You may have forgot about them, but it seems the bitcoin bulls still have some stamina in them. After the price of bitcoin has been gradually declining for almost a month and a retest of the December low seemed likely, the bulls took things into their hands (well, hoofs) again. Following a few days of dreadfully low volatility, bitcoin shot up for 10%. Simultaneously, litecoin recorded a pretty decent 40% rise while ethereum bagged a nice 20%.
I must admit that in my previous bitcoin assessment, I was a bit sceptical about any immediate bullish price action. However, I did note that we were sitting on daily RSI support and that we faced a very ugly future in case we break bellow. So, all in all, I’m glad my bleak predictions are at least postponed. Luckily, I managed to close my shorts in time and even entered a small long.
All this being said, we’re still in the macro downtrend and I didn’t – and still don’t – dare to enter with size. Nevertheless, I strongly suspect the bitcoin bulls still have some fuel, as explained below.
Daily time frame
Monitoring the daily RSI levels seems to be a pretty reliable strategy. It gave us info that we were at important support level.
Past price action also gave us pretty discernible resistance at around $3,700. I followed my own advice from the previous update and took this as a target in case we break upward.
As things stand, I am waiting for a nice re-entry. I expect a retrace to $3,570 (upper 4h Ichimoku cloud boundary, in confluence with the 4h 200 day MA). It is possible it could go lower towards $3,480 (previous resistance, in confluence with the 61% fib level of this run), but that would be very shady territory. Price needs to reverse there at all costs, otherwise this was but a stop-run before new lows.
Anyway, bitcoin bulls will most likely go for the major resistance, the $3,880 channel resistance. When we arrive there, the market will be probably overflowing with excitement and optimism. Be cautious and try to refrain from opening long positions below resistance, at least not without a well placed stop-loss.

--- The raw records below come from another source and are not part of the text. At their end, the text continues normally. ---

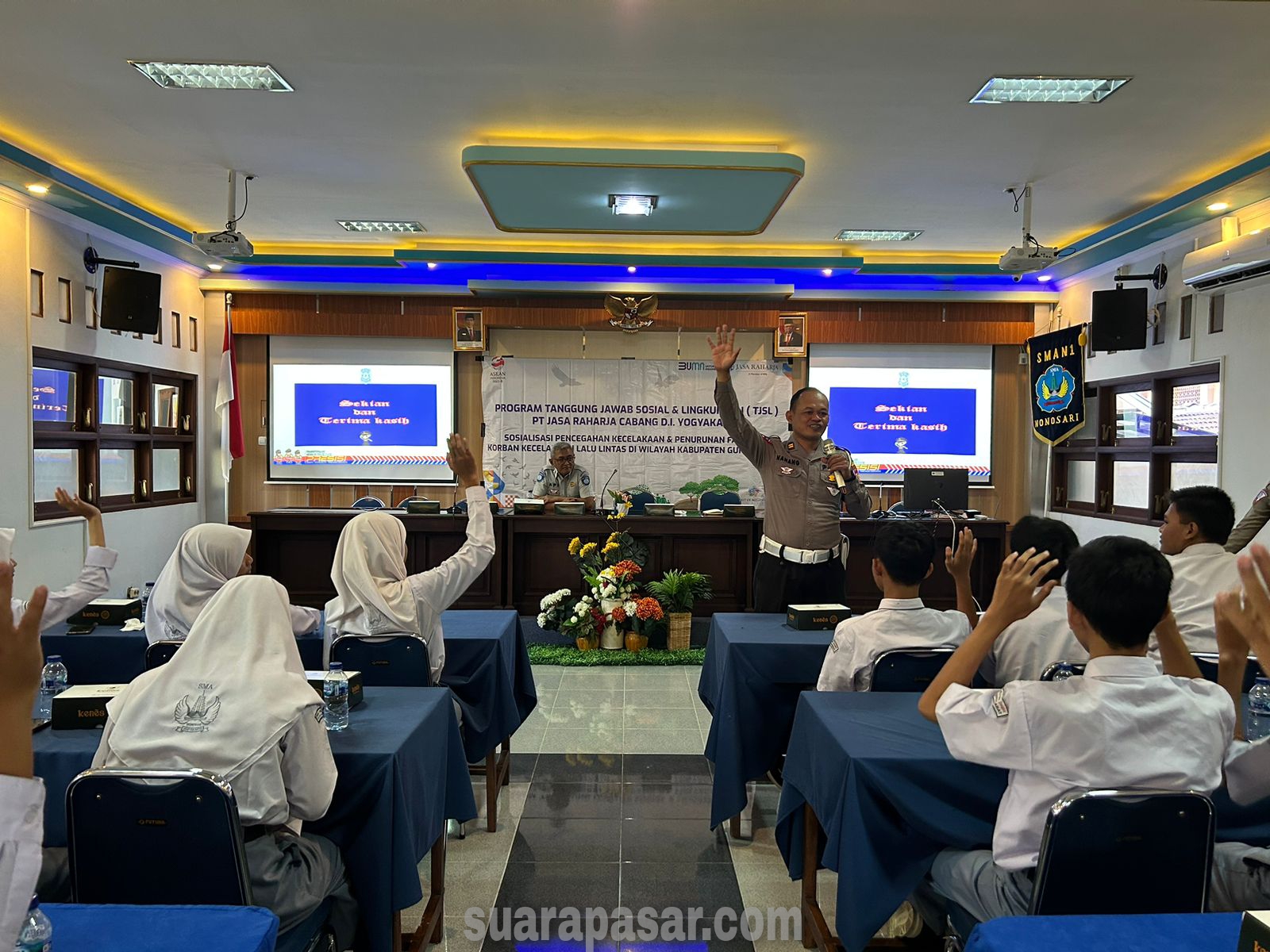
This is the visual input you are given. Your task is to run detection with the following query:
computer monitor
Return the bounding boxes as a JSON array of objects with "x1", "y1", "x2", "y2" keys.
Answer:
[{"x1": 904, "y1": 467, "x2": 970, "y2": 512}]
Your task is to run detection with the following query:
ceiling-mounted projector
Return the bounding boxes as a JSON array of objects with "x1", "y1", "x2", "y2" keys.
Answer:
[
  {"x1": 190, "y1": 228, "x2": 256, "y2": 258},
  {"x1": 997, "y1": 182, "x2": 1058, "y2": 281},
  {"x1": 189, "y1": 169, "x2": 256, "y2": 258}
]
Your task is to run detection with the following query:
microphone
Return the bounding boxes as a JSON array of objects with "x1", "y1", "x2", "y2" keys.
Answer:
[
  {"x1": 599, "y1": 466, "x2": 618, "y2": 510},
  {"x1": 821, "y1": 440, "x2": 847, "y2": 489}
]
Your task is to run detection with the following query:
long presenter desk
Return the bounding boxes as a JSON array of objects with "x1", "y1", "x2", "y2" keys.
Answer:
[{"x1": 250, "y1": 509, "x2": 1006, "y2": 616}]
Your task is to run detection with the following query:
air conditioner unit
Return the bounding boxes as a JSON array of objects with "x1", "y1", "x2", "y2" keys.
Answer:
[{"x1": 1183, "y1": 231, "x2": 1270, "y2": 290}]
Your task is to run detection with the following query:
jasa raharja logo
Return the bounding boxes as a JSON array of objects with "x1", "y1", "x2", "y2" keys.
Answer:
[{"x1": 1037, "y1": 363, "x2": 1076, "y2": 414}]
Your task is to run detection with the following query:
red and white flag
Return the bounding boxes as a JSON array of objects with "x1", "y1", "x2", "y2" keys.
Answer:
[{"x1": 216, "y1": 307, "x2": 244, "y2": 482}]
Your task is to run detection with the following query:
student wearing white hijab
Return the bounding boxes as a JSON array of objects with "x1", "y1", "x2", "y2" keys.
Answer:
[
  {"x1": 326, "y1": 433, "x2": 494, "y2": 684},
  {"x1": 93, "y1": 575, "x2": 357, "y2": 950},
  {"x1": 0, "y1": 486, "x2": 119, "y2": 631},
  {"x1": 146, "y1": 523, "x2": 321, "y2": 645}
]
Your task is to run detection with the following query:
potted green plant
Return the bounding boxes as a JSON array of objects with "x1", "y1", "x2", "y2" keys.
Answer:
[{"x1": 646, "y1": 569, "x2": 714, "y2": 651}]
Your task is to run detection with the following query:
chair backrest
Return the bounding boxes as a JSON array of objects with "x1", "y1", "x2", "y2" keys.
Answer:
[
  {"x1": 1029, "y1": 789, "x2": 1213, "y2": 916},
  {"x1": 701, "y1": 491, "x2": 741, "y2": 512},
  {"x1": 66, "y1": 770, "x2": 252, "y2": 905},
  {"x1": 868, "y1": 647, "x2": 954, "y2": 692},
  {"x1": 146, "y1": 641, "x2": 184, "y2": 671},
  {"x1": 1191, "y1": 651, "x2": 1261, "y2": 694},
  {"x1": 330, "y1": 635, "x2": 432, "y2": 688},
  {"x1": 631, "y1": 493, "x2": 656, "y2": 516},
  {"x1": 1040, "y1": 662, "x2": 1084, "y2": 681}
]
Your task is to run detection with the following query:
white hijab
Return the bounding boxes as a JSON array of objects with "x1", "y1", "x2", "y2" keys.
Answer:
[
  {"x1": 326, "y1": 512, "x2": 423, "y2": 637},
  {"x1": 146, "y1": 523, "x2": 252, "y2": 643},
  {"x1": 102, "y1": 575, "x2": 321, "y2": 782}
]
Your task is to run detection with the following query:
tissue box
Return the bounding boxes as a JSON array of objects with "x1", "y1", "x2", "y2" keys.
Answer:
[
  {"x1": 53, "y1": 684, "x2": 129, "y2": 731},
  {"x1": 67, "y1": 598, "x2": 141, "y2": 624},
  {"x1": 305, "y1": 671, "x2": 366, "y2": 711},
  {"x1": 785, "y1": 605, "x2": 851, "y2": 631}
]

Bullish Heikin Ashi on bitcoin
To assess the macro picture, I often turn to 1-day and 3-day Heikin Ashi candles. Heikin Ashi candles are a great and powerful tool to determine the trend of the market. Their structure is somewhat complicated so let’s keep things simple. Only when Heikin Ashi candles start turning green can we start thinking of safely longing bitcoin.

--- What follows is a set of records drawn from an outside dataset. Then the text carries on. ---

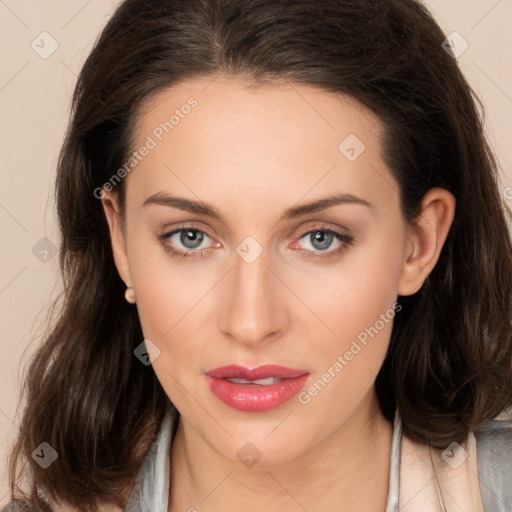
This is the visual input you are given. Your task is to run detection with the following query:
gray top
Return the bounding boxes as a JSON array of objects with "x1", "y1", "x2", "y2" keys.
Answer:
[
  {"x1": 125, "y1": 407, "x2": 512, "y2": 512},
  {"x1": 0, "y1": 407, "x2": 512, "y2": 512}
]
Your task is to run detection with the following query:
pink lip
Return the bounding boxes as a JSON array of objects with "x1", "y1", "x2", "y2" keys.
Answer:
[{"x1": 206, "y1": 365, "x2": 309, "y2": 412}]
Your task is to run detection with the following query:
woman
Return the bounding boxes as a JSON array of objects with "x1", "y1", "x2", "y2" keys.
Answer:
[{"x1": 2, "y1": 0, "x2": 512, "y2": 512}]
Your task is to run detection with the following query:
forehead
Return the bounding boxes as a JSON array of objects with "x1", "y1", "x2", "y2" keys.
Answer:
[{"x1": 128, "y1": 77, "x2": 396, "y2": 217}]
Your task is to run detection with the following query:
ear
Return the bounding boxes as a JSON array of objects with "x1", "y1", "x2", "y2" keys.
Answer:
[
  {"x1": 398, "y1": 188, "x2": 455, "y2": 295},
  {"x1": 101, "y1": 189, "x2": 132, "y2": 286}
]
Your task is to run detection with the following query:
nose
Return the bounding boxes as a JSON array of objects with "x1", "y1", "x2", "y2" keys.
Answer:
[{"x1": 219, "y1": 245, "x2": 289, "y2": 346}]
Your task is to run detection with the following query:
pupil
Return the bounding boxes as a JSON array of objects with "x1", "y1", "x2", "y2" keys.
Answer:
[
  {"x1": 180, "y1": 229, "x2": 203, "y2": 249},
  {"x1": 313, "y1": 231, "x2": 333, "y2": 249}
]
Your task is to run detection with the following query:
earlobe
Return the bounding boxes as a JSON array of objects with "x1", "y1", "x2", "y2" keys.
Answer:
[
  {"x1": 398, "y1": 188, "x2": 455, "y2": 295},
  {"x1": 101, "y1": 190, "x2": 132, "y2": 292}
]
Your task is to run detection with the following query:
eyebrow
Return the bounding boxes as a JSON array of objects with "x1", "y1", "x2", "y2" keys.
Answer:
[{"x1": 142, "y1": 192, "x2": 372, "y2": 220}]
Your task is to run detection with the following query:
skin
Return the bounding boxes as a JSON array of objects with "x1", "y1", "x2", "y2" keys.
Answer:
[{"x1": 102, "y1": 77, "x2": 455, "y2": 512}]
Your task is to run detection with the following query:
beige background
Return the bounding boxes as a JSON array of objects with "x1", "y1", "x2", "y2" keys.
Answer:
[{"x1": 0, "y1": 0, "x2": 512, "y2": 505}]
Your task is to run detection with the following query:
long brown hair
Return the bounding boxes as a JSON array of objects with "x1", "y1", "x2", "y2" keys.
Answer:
[{"x1": 5, "y1": 0, "x2": 512, "y2": 511}]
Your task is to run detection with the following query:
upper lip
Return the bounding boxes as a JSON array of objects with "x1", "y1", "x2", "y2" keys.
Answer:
[{"x1": 206, "y1": 364, "x2": 309, "y2": 380}]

Well, both the 1-day as well as 3-day Heikin Ashi candles turned green. I’ll take this as a pretty reliable signal that a new uptrend has just started.
Altcoin market: decision time!
A break of the horizontal support- turned-resistance area in the altcoin market cap is a fairly bullish sign, at least as long as we manage to stay above it. Breaking below that level again will be a bad omen for both the altcoin as well as bitcoin bulls.

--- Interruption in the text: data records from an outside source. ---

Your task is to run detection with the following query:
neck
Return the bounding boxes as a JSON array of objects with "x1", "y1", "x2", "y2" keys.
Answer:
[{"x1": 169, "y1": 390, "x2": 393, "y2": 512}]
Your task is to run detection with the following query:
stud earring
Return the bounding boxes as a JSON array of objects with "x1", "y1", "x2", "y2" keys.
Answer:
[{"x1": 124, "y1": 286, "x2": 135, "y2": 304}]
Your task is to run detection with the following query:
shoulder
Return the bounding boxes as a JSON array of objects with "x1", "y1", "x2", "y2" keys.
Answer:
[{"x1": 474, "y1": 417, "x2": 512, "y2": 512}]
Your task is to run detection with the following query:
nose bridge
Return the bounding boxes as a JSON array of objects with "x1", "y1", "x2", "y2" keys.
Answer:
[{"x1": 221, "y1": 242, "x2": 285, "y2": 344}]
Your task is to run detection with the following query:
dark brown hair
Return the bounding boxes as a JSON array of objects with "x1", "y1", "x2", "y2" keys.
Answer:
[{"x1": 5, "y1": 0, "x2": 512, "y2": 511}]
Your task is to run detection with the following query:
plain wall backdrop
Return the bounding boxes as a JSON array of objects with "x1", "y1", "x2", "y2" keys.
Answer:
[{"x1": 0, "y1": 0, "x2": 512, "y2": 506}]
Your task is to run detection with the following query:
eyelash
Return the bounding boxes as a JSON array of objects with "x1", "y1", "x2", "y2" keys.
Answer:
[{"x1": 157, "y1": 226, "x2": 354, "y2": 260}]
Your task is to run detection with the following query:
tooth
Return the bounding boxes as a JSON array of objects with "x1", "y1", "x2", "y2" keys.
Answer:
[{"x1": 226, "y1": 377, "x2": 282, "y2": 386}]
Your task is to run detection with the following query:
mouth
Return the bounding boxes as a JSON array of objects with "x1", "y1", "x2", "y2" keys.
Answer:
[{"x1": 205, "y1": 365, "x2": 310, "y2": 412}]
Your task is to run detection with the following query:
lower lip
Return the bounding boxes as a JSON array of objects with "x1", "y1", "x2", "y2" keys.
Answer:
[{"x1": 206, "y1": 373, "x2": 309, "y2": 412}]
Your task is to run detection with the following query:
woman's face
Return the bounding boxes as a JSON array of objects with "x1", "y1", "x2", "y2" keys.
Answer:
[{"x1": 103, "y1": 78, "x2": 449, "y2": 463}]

More importantly, the altcoin market cap is also floating around the diagonal resistance area which has been keeping the prices down since since the last summer. In fact, if you inhale lots of hopium one could even say this resistance was just broken. For the more cautious ones, a convincing break upward is still needed to confirm this. A breakout out of the RSI triangle is what I am looking for. If and when it happens, this will send a strong signal that we need to take this bullish momentum very seriously.
All in all, it all depends on volume. The next few days will need a significant amount of buy volume to keep the bears at bay. However, a decisive break out of the wedge could signal a serious boost of crypto bulls confidence. In that case I can even imagine bitcoin bulls testing the 5K area. But, as I said, situation is still very precarious and nothing is decided. The time is not yet ripe to mortgage your house to buy altcoins.